The translational implications of our work extend beyond the confirmation of a single biomarker. First, the construction of a multi-gene diagnostic nomogram based on HLA-DPA1, PROK2, and LEP moves the field towards a more robust and clinically applicable tool for distinguishing EOPE from LOPE, which is crucial for risk stratification and management. Second, the strong association between low HLA-DPA1 expression and a specific immune contexture (e.g., negative correlation with Tregs) indicates that measuring placental HLA-DPA1 levels could serve as a stratification biomarker, identifying an EOPE subtype driven by this particular immune dysfunction. Consequently, this insight directs future therapeutic exploration towards immune-modulatory strategies tailored to correct this specific imbalance. In conclusion, by integrating bioinformatics, machine learning, and histological validation, we have not only identified the diagnostic immune biomarkers we set out to find but have also embedded them within a broader pathophysiological framework, providing a refined model for understanding and tackling the heterogeneity of EOPE.

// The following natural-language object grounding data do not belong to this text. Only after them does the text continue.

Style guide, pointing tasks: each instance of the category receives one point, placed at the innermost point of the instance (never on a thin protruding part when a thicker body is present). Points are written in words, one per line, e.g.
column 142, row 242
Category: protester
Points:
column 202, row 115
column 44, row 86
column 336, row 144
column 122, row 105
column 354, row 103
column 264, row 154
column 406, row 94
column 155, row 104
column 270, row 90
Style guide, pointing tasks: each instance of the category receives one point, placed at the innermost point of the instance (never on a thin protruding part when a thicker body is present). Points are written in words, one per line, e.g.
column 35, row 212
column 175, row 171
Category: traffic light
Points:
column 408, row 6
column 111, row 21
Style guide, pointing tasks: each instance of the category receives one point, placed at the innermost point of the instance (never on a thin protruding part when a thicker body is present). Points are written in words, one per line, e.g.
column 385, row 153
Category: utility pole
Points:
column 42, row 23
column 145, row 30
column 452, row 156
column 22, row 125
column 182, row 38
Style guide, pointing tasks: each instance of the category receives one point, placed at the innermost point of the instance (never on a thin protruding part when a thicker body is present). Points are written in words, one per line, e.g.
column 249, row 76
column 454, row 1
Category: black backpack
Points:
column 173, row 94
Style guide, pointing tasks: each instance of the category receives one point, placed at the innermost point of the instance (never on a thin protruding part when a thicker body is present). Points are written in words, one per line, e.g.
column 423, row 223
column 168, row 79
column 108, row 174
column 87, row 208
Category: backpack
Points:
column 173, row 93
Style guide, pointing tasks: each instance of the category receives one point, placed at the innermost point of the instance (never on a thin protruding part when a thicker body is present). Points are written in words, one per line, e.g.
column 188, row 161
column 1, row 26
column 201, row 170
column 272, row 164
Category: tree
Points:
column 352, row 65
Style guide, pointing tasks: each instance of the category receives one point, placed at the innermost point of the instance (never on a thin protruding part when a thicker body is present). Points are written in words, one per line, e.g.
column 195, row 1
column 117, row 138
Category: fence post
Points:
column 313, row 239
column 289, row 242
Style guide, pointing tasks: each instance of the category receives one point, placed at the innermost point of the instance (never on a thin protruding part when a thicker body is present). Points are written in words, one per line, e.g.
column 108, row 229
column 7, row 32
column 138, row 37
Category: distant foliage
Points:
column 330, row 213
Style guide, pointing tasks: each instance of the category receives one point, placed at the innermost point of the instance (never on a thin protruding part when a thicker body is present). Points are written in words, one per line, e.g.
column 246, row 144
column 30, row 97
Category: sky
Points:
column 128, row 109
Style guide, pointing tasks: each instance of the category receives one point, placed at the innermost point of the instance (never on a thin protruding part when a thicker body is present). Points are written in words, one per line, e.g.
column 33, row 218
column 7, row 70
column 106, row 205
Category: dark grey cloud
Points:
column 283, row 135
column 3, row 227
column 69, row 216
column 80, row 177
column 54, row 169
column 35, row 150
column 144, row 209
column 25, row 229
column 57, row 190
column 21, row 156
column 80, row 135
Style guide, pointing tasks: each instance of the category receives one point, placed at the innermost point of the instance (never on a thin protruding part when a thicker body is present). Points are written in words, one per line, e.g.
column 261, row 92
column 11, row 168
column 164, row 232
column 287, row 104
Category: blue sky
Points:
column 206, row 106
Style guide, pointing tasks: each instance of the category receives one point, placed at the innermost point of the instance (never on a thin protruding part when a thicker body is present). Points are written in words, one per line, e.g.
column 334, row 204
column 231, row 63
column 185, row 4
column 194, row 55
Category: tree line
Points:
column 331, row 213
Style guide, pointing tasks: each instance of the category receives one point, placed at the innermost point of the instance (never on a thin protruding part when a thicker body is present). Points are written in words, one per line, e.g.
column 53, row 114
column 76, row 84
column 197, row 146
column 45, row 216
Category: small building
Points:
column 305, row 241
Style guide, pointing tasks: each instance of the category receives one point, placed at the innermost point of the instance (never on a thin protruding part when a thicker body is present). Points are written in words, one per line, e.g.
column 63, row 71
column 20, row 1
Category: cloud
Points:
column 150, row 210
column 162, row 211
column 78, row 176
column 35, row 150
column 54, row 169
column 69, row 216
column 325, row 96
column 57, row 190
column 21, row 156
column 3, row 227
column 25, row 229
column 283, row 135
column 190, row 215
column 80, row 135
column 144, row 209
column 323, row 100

Our study has several limitations. First, the clinical cohort size was limited and the nomogram model requires further validation in larger, multi-center populations. Second, while our IHC findings of HLA-DPA1 localization in syncytiotrophoblast are consistent with our transcriptomic data and are supported by reports of aberrant MHC class II (HLA-DR) association with syncytiotrophoblast in PE45, they rely on a single monoclonal antibody. Orthogonal validation using an independent antibody targeting a different epitope would be a valuable future step to conclusively confirm protein specificity and exclude cross-reactivity. Nevertheless, the convergence of evidence from bioinformatics screening, independent mRNA validation, and biologically plausible IHC staining—a methodology also successfully employed to study HLA-DPA1 in other immune-mediated diseases46—strengthens the overall association of reduced HLA-DPA1 with EOPE. Third, the use of bulk RNA-sequencing data obscures the cellular origin of the HLA-DPA1 signal, a question best addressed by future single-cell studies. Finally, and most importantly, our work identifies a strong association but lacks direct functional evidence for the role of HLA-DPA1 in EOPE pathogenesis.

Conclusion

In conclusion, by integrating bioinformatics analysis with clinical validation, we have delineated a distinct immune-related molecular signature for EOPE. Our findings underscore the pivotal role of HLA-DPA1 downregulation in shaping a pro-inflammatory placental microenvironment, characterized by an altered balance of immune cells such as decreased Tregs and increased Macrophages M1, which we propose contributes significantly to the severe pathogenesis of EOPE. The proposed model, summarized in Fig. 7, not only provides a visual synthesis of our findings but also offers a foundational framework for future research into the immune mechanisms of EOPE and the development of targeted diagnostic strategies.